Tracking baby bond yields is trickier than it looks at first glance, however, getting to grips with the right calculations puts investors in the best position to gauge value in the market.
Market Commentary
Mortgage REIT Arbor Realty Trust (ABR) shares fell sharply late last week on disclosure of a probe by the DOJ and FBI into the company’s loan portfolio, presumably the marks at which the loans are carried. Last Friday, the preferreds fell around 10% before recovering somewhat this week.
Recall that a couple of short-sellers Viceroy and NINGI have been alleging for a long while that the value of the company’s loan portfolio is overstated. Viceroy has a lot of specifics in its commentary (which need to be taken with a grain of salt as there are some assumptions baked into the “facts”) however it’s hard to know what the full loan book looks like – there are always going to be individual problems, particularly in the current market with significant issues in the multi-family segment and a supply overhang.
The long outstanding criticism of ABR is its relatively low level of CECL balance (basically the amount of losses they expect in the portfolio) in the context of a large number of loan modifications.

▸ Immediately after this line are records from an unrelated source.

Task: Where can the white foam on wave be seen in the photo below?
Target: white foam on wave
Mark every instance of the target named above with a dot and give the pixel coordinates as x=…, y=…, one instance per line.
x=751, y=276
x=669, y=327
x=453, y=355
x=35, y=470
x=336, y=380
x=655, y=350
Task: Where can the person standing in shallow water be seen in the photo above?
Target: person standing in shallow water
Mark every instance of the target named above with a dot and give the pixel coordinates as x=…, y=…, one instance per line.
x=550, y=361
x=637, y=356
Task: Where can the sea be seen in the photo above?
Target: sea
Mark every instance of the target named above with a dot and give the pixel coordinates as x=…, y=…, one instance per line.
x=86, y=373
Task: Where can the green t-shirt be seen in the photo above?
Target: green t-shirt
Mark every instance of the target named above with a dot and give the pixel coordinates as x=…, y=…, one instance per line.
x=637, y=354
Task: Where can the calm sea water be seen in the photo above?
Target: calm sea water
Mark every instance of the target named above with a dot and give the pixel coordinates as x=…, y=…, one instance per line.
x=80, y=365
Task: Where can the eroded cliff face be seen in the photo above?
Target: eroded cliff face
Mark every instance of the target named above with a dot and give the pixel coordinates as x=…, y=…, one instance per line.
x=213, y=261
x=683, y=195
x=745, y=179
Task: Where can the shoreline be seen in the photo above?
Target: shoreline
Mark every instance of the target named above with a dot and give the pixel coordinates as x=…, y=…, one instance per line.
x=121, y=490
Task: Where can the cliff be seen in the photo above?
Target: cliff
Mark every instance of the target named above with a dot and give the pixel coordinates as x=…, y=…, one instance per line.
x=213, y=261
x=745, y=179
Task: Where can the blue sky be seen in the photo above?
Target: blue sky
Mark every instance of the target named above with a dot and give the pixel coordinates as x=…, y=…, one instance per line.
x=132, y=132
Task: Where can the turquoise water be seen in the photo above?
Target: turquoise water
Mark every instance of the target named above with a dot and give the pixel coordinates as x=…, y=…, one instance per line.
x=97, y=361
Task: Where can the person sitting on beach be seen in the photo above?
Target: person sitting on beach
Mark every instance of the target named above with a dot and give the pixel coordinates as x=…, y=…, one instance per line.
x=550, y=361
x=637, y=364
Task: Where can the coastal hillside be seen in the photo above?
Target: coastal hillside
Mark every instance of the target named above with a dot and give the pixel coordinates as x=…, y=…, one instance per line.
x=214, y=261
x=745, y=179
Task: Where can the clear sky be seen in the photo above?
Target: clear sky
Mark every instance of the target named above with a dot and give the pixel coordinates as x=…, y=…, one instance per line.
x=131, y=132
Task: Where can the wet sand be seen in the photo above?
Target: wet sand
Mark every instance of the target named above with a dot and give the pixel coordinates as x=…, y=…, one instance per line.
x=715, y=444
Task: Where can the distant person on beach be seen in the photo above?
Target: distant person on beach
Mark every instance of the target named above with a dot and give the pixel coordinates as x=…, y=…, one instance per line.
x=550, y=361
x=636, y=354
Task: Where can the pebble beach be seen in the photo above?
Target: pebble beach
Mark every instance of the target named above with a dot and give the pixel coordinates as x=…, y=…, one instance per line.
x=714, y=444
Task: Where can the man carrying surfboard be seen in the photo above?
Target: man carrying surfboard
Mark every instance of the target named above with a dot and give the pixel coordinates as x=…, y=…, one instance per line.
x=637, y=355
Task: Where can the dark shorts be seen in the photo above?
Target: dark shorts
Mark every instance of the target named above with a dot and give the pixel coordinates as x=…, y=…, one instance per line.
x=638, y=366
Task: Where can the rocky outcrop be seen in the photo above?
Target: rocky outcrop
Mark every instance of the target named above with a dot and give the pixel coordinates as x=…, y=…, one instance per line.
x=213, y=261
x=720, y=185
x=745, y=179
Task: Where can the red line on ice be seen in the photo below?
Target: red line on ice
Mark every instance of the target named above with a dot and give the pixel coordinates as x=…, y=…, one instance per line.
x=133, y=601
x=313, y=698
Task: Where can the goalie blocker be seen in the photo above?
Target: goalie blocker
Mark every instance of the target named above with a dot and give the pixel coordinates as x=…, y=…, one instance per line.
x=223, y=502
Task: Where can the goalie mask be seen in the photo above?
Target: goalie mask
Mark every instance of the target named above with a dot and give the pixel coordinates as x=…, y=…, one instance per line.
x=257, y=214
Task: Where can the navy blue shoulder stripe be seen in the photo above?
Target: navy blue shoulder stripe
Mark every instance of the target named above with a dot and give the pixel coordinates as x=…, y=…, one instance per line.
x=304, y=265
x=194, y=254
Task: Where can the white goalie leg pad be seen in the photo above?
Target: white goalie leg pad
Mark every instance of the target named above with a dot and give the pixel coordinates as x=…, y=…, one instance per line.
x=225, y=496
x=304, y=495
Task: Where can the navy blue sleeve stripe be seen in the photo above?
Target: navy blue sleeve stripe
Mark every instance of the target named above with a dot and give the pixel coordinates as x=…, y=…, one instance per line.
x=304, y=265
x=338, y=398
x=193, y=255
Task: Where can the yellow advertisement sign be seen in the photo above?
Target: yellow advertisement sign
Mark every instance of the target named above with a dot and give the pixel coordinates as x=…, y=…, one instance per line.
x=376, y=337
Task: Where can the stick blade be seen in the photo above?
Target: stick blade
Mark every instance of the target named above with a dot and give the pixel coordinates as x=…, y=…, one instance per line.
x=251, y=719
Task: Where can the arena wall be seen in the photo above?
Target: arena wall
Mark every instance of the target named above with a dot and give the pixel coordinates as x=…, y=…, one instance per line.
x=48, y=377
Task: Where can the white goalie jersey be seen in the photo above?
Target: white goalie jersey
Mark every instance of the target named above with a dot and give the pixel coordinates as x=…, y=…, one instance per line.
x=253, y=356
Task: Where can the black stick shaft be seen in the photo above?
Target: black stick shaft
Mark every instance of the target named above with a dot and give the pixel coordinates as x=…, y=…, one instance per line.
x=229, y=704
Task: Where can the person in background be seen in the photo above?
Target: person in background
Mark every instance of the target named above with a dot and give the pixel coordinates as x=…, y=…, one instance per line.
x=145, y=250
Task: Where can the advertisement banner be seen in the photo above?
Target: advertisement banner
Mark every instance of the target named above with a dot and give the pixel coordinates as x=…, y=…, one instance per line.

The consensus seems to be that book value is overstated, though perhaps not egregiously so, as auditors have been signing off. ABR’s strength is likely its $1bn+ cash position, which gives it a lot of options when faced with problematic loans. This means they won’t have to fire sale problematic assets halfway through renovation or construction.
An eventual drop in short-term rates could then improve liquidity and financing options, at least that’s the hope. Financing via CLOs is also a powerful non-recourse mitigant as it protects the rest of the company’s portfolio from individual problems. It seems unlikely the DOJ is going to deliver criminal convictions here given its track record during the GFC, and ABR could always point a finger at the auditor for signing off on the marks. At the same time, price weakness is likely to persist given the uncertainty around the probe.